A enfermeira cúmplice estava agora com eles. Encarou os olhos do homem. Olhou para o velho dormindo. Depois, com aparente nervosismo, entregou a chave da porta ao homem, e arrastou do corredor para o quarto uma cadeira de rodas. Depois ela saiu apressada. Agora o resto era com ele.
O homem observou o sono de velho, o suspiro de velho, o jeito de velho. Imaginou a si próprio encontrando a vida numa ladeira abaixo. Tendo já trilhado a maior parte do caminho. Quando tudo se torna saudade esfumaçando a memória. Levemente tocou no ombro do velho, acordando-o. Num rápido abrir de olhos, o velho compreendeu: era a hora. Conteve os gemidos do corpo dolorido e se ajeitou na cama, depois sentou-se na cadeira de rodas e depois o homem saiu do quarto empurrando-a. Logo adiante entraram no elevador. Desceram no térreo e o homem seguiu por uma porta, conforme a enfermeira havia explicado. Estavam no pátio do hospital, atrás da lavanderia. Tinha ar fresco. Fazia pouco tempo havia chovido.
O velho, ansioso, resmungou para o homem. Era o sinal. O pedido. Familiares eram contra. Mas o velho insistiu no pedido até que o filho aceitou. E agora estavam ali. O homem então enfiou a mão no bolso do paletó e trouxe de lá um maço de Marlboro. Acendeu um cigarro, entregou ao velho que imediatamente o levou à boca. Depois ele acendeu um para si.

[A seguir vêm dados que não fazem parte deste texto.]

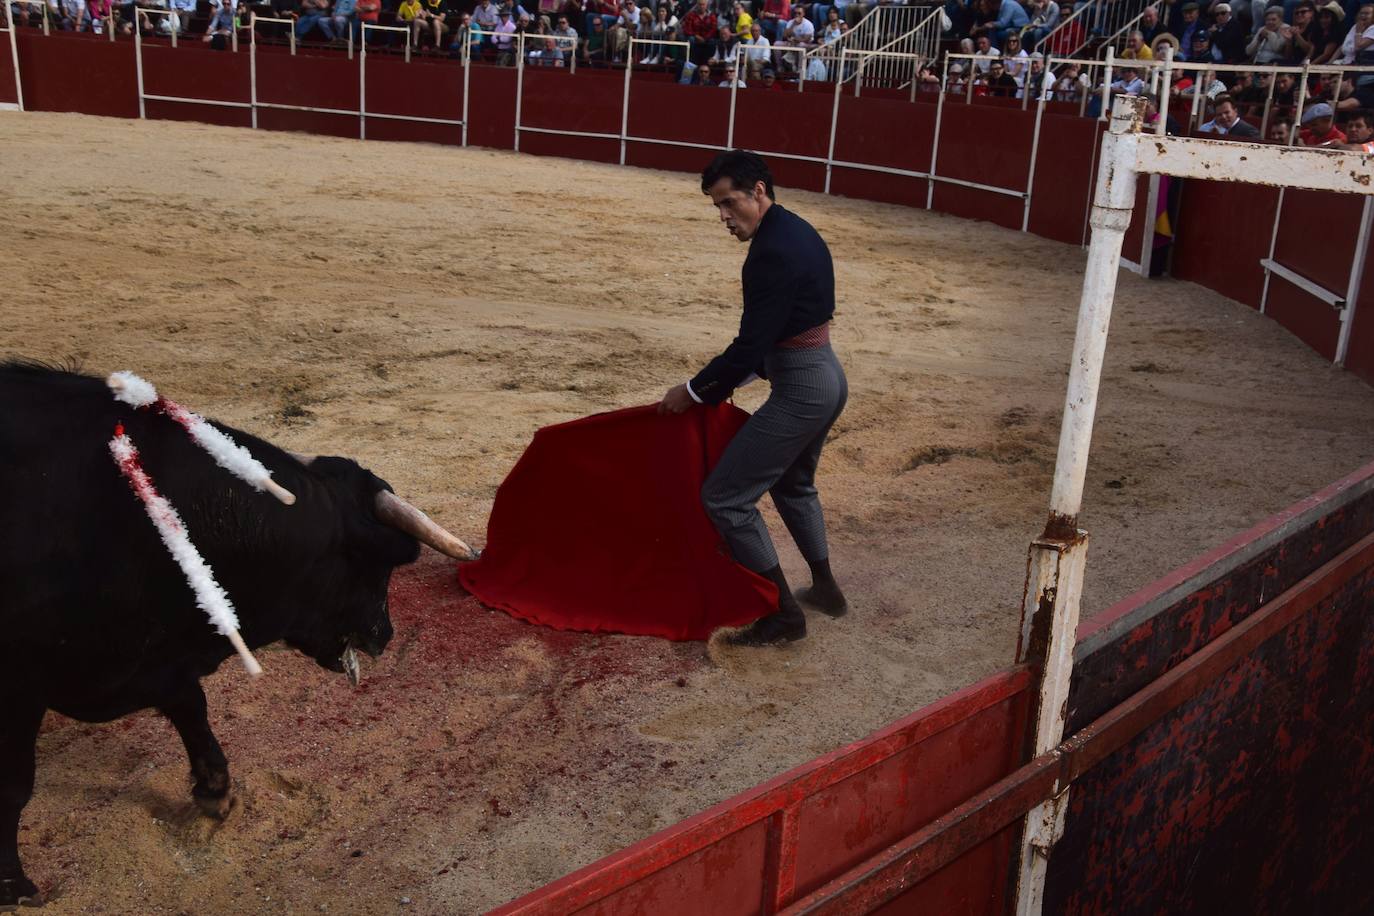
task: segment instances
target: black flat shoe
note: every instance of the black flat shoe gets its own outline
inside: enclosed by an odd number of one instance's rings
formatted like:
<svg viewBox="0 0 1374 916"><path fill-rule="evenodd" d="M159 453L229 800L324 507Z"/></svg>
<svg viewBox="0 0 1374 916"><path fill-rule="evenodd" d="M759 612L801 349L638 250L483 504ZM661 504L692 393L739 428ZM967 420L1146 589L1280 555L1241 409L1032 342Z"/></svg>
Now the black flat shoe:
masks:
<svg viewBox="0 0 1374 916"><path fill-rule="evenodd" d="M778 612L760 617L749 626L725 637L732 646L774 646L796 642L806 635L806 618Z"/></svg>
<svg viewBox="0 0 1374 916"><path fill-rule="evenodd" d="M839 586L813 585L798 589L797 600L828 617L843 617L849 613L849 602Z"/></svg>

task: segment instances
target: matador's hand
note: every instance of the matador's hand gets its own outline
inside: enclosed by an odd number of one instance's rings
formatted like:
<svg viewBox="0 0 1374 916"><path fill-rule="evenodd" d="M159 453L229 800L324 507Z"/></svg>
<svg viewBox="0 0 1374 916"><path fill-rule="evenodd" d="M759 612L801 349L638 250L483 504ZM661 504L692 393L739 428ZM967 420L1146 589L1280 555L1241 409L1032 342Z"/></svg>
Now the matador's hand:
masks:
<svg viewBox="0 0 1374 916"><path fill-rule="evenodd" d="M692 400L692 396L687 393L685 384L675 385L669 388L668 393L663 396L663 400L658 402L658 412L661 414L682 413L695 403L696 401Z"/></svg>

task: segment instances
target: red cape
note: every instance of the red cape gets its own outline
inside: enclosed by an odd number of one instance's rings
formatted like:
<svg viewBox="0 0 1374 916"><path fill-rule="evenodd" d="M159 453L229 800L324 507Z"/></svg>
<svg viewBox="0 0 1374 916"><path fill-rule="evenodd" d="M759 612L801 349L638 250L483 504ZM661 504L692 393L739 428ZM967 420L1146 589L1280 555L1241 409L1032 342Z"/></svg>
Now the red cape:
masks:
<svg viewBox="0 0 1374 916"><path fill-rule="evenodd" d="M548 426L496 491L482 557L458 568L483 603L560 630L706 639L777 607L730 559L701 485L749 415L632 407Z"/></svg>

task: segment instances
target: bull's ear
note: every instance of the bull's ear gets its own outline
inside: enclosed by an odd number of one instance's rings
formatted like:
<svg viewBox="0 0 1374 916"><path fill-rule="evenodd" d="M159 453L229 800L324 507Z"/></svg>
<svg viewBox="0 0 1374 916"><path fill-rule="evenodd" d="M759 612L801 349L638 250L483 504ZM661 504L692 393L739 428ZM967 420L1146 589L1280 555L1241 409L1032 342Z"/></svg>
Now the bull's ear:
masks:
<svg viewBox="0 0 1374 916"><path fill-rule="evenodd" d="M421 544L455 560L471 560L476 556L460 538L390 490L379 492L374 506L377 521L405 532Z"/></svg>

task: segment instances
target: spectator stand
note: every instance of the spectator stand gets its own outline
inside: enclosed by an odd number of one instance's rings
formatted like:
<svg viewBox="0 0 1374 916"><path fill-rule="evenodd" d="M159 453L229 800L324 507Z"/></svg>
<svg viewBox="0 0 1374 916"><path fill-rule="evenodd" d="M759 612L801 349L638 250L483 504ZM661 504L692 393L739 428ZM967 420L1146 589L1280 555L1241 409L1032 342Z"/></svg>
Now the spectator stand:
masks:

Ficaram fumando num silêncio de cumplicidade. Pai e filho em perfeita comunhão. Dane-se o diagnóstico médico, dane-se as restrições e dane-se todo o resto. Não se despediram nem lamentaram. Apenas deixaram a fumaça do cigarro sanar a aflição da ausência já sentida.
Doralino Di Souza
Jornalista e escritor, de Igrejinha.